Bedenk daarom goed: als geloof zo essentieel is voor onze verlossing, is het voor ieder van ons van het grootste belang om te onderzoeken of wij dat ware geloof bezitten. O, mijn broeders, er zijn talloze schijnvormen in de wereld – vele imitaties van geloof – maar er is maar één echt, levend en reddend geloof. Er bestaan allerlei vormen van schijn-geloof: een geloof dat slechts bestaat uit het aanhangen van een juiste geloofsbelijdenis, een geloof dat mensen in een leugen laat rusten door hen een gevoel van zekerheid te geven terwijl ze in werkelijkheid nog steeds gevangen zitten in bitterheid en onrecht, of een geloof dat in wezen niet meer is dan een roekeloos vertrouwen op zichzelf. Er zijn vele valse geloven, maar er is slechts één waar geloof dat werkelijk redt.
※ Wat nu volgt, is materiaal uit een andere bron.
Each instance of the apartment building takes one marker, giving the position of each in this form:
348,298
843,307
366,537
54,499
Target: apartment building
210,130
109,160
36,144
O, als u uiteindelijk gered wilt worden, als u niet misleid wilt worden en niet met gesloten ogen de ondergang tegemoet wilt gaan, onderzoek dan vandaag uw geloof en kijk of het wel echt is. We moeten zorgvuldiger omgaan met ons geloof dan met wat dan ook. Natuurlijk is het belangrijk om ons gedrag te onderzoeken, onze werken te toetsen en onze liefde te beproeven, maar boven alles moeten we ons geloof onderzoeken. Want als het geloof niet oprecht is, is alles verkeerd; maar als het geloof goed is, mogen we dat als de toetssteen van onze oprechtheid beschouwen. ‘Die in den Zoon gelooft, die heeft het eeuwige leven.’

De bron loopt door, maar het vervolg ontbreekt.